The Origin Of The Pretribulational Rapture Theory
1. Origins
There have been many articles, essays, and books written about
        the origin of the pretrib rapture teaching. The most prevalent
        theories among scholars are:
      
1. that the doctrine began within the Irviningite sect in England in the early 1800's (see article by George Ladd, article by Art Katterjohn)
2. that it originated in the Plymouth Brethren movement from the teachings of John Nelson Darby in the early 1800's.
3. that it originated with a Mr. Tweedy, who passed it on to Darby and the Plymouth Bretren
4. that it originated with aberrant Catholic theologians (Jesuit priests) Ribera and Emmanuel Lucanza, see article by J.P. Eby)
5. that it originated with a Baptist minister named Morgan Edwards in 1788(1).
6. The doctrine started in the early church with a writer called Pseudo-Ephraim. (The author of this work is unknown (hence, 'pseudo'), its conclusions uncertain, and the date written is in question. Of all the 'theories' this is the least credible(2)).
One thing is clear from the available historical documents: Darby, called the 'father of dispensationalism', was responsible for the widespread dissemination of the new and novel pretrib doctrine beginning around 1830 through his ministry in the Plymouth Brethern movement. The doctrine soon spread to America and was widely popularized by the Scofield Reference Bible.

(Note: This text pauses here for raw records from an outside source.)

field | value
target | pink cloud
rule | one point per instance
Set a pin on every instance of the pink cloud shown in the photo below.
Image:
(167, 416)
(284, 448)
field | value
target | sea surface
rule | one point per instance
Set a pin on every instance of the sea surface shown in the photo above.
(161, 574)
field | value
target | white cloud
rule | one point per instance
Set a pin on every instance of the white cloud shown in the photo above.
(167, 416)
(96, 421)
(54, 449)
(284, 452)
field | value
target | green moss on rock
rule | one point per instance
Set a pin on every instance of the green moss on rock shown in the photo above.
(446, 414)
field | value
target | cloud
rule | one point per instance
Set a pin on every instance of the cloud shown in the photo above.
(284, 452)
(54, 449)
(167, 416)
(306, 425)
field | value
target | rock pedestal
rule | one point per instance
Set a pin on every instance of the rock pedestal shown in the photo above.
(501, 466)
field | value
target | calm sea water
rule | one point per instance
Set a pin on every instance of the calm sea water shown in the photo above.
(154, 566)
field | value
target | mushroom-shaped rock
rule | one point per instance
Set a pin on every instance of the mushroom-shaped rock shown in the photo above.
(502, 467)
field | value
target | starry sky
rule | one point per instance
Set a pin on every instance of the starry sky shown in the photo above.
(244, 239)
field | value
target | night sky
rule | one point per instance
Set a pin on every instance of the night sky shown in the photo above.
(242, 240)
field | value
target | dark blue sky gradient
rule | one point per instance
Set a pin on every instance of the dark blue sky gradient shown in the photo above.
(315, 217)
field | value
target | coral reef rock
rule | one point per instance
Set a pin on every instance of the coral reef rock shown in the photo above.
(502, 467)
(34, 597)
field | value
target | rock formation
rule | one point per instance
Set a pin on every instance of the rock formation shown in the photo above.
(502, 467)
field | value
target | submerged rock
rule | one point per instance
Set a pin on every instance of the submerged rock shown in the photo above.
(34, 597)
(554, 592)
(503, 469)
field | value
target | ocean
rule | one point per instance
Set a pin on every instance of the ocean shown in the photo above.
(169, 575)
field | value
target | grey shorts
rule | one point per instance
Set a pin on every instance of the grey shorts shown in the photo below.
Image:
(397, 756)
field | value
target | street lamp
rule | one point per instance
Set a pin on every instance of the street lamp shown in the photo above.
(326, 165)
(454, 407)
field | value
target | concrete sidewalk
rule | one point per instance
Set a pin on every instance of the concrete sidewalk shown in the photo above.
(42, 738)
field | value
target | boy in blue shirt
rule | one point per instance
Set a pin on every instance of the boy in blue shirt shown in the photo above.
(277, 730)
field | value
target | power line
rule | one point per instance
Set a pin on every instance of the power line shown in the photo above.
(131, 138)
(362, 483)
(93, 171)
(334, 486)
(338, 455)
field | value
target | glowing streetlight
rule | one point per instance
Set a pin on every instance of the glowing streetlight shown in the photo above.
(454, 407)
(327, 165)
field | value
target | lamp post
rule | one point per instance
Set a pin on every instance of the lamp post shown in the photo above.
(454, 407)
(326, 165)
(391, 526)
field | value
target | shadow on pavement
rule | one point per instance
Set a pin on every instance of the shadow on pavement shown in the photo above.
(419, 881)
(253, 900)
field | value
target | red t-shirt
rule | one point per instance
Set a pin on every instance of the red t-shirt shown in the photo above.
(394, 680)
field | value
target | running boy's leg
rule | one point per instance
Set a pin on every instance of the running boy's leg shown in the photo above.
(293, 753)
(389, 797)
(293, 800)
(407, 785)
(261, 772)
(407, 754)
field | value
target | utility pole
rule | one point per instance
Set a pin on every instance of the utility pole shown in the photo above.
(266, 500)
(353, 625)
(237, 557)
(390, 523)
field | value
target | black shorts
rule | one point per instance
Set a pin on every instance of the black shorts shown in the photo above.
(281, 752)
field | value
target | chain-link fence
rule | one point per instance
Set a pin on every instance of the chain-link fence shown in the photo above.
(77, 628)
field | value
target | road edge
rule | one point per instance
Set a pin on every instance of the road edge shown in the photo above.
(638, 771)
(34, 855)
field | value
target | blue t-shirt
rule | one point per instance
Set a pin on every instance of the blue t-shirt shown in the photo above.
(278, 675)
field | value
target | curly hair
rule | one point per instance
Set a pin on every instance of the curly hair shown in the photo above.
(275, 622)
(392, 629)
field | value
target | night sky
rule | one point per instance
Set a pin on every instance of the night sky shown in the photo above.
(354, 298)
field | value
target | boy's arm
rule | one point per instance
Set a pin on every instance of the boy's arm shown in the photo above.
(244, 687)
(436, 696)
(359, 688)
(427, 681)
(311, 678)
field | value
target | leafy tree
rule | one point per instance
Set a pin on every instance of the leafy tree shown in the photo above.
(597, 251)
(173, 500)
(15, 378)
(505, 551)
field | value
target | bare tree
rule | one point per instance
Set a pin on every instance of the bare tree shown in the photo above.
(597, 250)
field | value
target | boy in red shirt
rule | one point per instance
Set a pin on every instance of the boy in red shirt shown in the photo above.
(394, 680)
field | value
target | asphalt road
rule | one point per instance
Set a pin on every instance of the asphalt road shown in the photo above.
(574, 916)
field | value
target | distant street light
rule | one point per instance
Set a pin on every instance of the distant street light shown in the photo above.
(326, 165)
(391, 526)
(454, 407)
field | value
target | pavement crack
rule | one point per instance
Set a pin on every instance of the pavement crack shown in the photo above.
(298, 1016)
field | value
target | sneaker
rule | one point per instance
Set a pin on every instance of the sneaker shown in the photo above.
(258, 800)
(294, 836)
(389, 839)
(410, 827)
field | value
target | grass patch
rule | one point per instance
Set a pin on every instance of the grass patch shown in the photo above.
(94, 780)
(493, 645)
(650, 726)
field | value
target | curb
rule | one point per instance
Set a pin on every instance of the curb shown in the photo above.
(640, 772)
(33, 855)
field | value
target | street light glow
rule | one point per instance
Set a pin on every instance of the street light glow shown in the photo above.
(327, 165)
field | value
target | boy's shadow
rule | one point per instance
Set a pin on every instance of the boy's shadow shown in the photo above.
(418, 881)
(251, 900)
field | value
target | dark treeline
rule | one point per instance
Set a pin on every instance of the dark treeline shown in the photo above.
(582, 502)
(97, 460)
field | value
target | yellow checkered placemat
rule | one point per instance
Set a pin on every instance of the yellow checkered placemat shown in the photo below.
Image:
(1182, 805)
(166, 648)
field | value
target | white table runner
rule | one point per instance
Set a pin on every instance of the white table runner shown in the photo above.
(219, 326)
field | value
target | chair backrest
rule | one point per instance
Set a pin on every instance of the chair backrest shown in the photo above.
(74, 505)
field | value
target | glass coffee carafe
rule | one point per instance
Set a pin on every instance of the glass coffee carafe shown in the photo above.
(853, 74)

In my mind the final word on the origin of the pretrib teaching cannot be known with 100% certainty based on the documents available. I think that the best explanation is summarized by Timothy P. Weber (Memphis Theological Seminary) who wrote:
“The pretribulation rapture......historians are still trying to determine how or where Darby got it. . . . Possibly, we may have to settle for Darby’s own explanation. He claimed that the doctrine virtually jumped out of the pages of Scripture once he accepted and consistently maintained the distinction between Israel and the church”. (Timothy P. Weber, Living In The Shadow Of The Second Coming: American Premillennialism 1875-1982. Grand Rapids: Zondervan Publishing House, 1983, pp. 21-22).
John Nelson Darby commenting on 2 Thess. 2:1-2 in 1850:
"It is this passage which, twenty years ago, made me understand the rapture of the saints before -- perhaps a considerable time before -- the day of the Lord, that is, before the judgment of the living."(3)
So, according to Darby he held a different
        view until 1830 when he came to understand the pretrib rapture
        doctrine. Until further documentation turns up it seems then
        most likely that John Nelson Darby originated the pretrib
        teaching and was responsible for https://platacard.mx/es/ its wide distribution in the
        years that followed. 
      
2. Quotes
          from early Plymouth Brethren: (contemporary
          with Darby)
           
Under The First Appearances of Secret Rapture Teaching on page 45 of B. W. Newton and Dr. S. P. Tregelles – Teachers of the Faith and the Future – 2nd Edition 1969, The Sovereign Grace Advent Testimony, London – George H. Fromow says, "Dr. S. P. Tregelles has recorded for us the origin of this teaching in his book The Hope of Christ's Coming, How is is Taught in Scripture and Why? (page 35 of the fifth edition).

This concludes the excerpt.